Sobre a Portaria 19,  a Secretaria de Estado de Justiça e Segurança Pública (Sejusp) ressalta que toda e qualquer liberação de detentos, que possam se enquadrar na Portaria Conjunta 19/PR-TJMG/2020, só acontece mediante avaliação pontual e criteriosa de juízes das Varas de Execuções Penais do Estado. Vale ressaltar, neste contexto, que a Sejusp possui à disposição da determinação do Judiciário, cerca de 1.700 tornozeleiras eletrônicas - podendo ampliar para 2.900 - para contribuir com o monitoramento, 24 horas, de presos que possam se enquadrar em requisitos de liberação.

Como esclarecimento, destaca-se, ainda, que presos do regime aberto e semiaberto com autorização para o trabalho externo já possuem, atualmente, permissão do Judiciário para circulação diurna, devendo apenas se apresentar na unidade à noite. Portanto, para todos estes casos, não há qualquer alteração no atual status de segurança e nem na percepção da circulação destas pessoas pela população.

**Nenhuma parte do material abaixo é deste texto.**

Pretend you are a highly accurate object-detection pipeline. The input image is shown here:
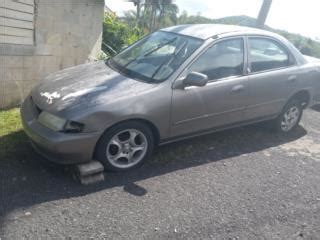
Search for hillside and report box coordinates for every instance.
[178,12,320,58]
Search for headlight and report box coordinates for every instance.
[38,111,84,133]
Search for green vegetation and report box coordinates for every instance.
[0,108,28,161]
[102,5,320,58]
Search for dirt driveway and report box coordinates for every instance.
[0,108,320,240]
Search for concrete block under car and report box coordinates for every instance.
[75,161,104,185]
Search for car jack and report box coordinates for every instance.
[75,161,104,185]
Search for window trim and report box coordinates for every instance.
[183,35,248,83]
[246,35,298,76]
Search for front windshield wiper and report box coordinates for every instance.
[123,37,177,68]
[151,41,188,79]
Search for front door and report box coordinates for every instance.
[171,37,248,137]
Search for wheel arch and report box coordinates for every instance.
[287,89,311,108]
[93,118,160,159]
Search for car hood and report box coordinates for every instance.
[31,61,154,113]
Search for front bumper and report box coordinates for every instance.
[20,97,100,164]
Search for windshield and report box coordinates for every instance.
[109,31,203,82]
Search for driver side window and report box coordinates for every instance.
[189,38,244,80]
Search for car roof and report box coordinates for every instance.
[162,24,275,40]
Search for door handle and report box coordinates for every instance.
[231,85,244,93]
[288,75,297,82]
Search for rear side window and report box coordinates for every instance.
[249,38,294,72]
[190,38,244,80]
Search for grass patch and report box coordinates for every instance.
[0,108,27,161]
[0,108,22,137]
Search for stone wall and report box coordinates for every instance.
[0,0,104,108]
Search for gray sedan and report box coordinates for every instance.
[21,24,320,171]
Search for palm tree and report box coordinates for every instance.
[257,0,272,28]
[130,0,179,32]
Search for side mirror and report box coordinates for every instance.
[183,72,208,87]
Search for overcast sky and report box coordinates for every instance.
[106,0,320,39]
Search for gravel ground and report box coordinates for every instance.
[0,108,320,240]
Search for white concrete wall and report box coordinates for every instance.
[0,0,104,108]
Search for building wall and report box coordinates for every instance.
[0,0,104,108]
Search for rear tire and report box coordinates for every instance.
[272,99,303,134]
[95,121,154,172]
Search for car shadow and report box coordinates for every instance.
[0,124,306,228]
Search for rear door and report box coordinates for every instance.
[245,36,299,120]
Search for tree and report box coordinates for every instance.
[125,0,179,32]
[257,0,272,28]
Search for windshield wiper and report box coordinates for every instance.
[123,37,177,68]
[151,41,188,79]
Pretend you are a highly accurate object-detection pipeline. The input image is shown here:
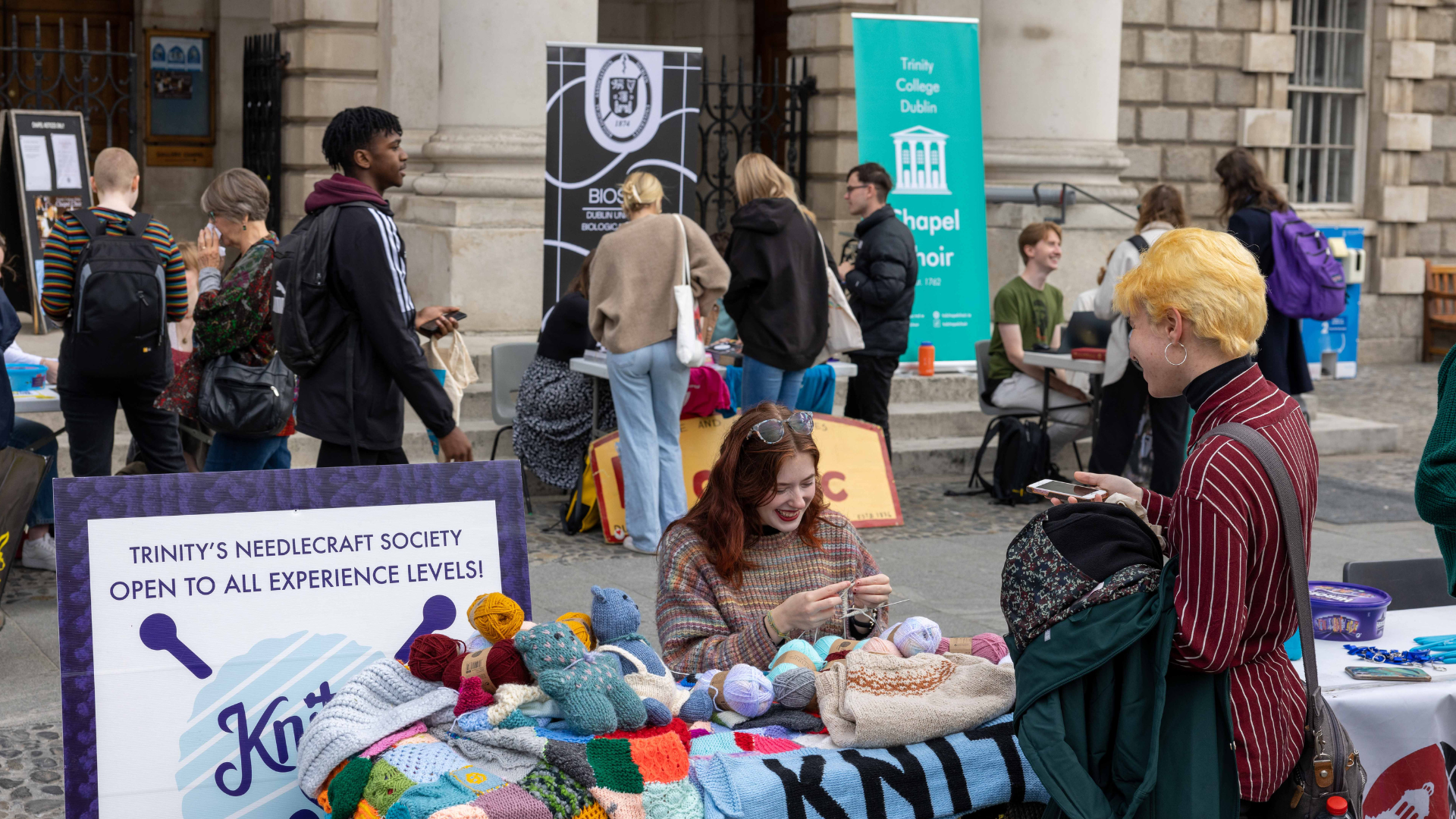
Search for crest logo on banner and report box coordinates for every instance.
[585,48,663,153]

O cumprimento de prisão domiciliar de detentos que atualmente já deixam o sistema diariamente busca salvaguardar a segurança e a saúde dos profissionais que atuam nestas instituições, dos demais indivíduos privados de liberdade, que estão sob a custódia e responsabilidade do Estado e de toda a população.  Vale ressaltar, mais uma vez, que essa portaria é uma recomendação conjunta da Justiça e Executivo Estadual, estando todas as suas determinações vinculadas à análise de juízes de todo o Estado.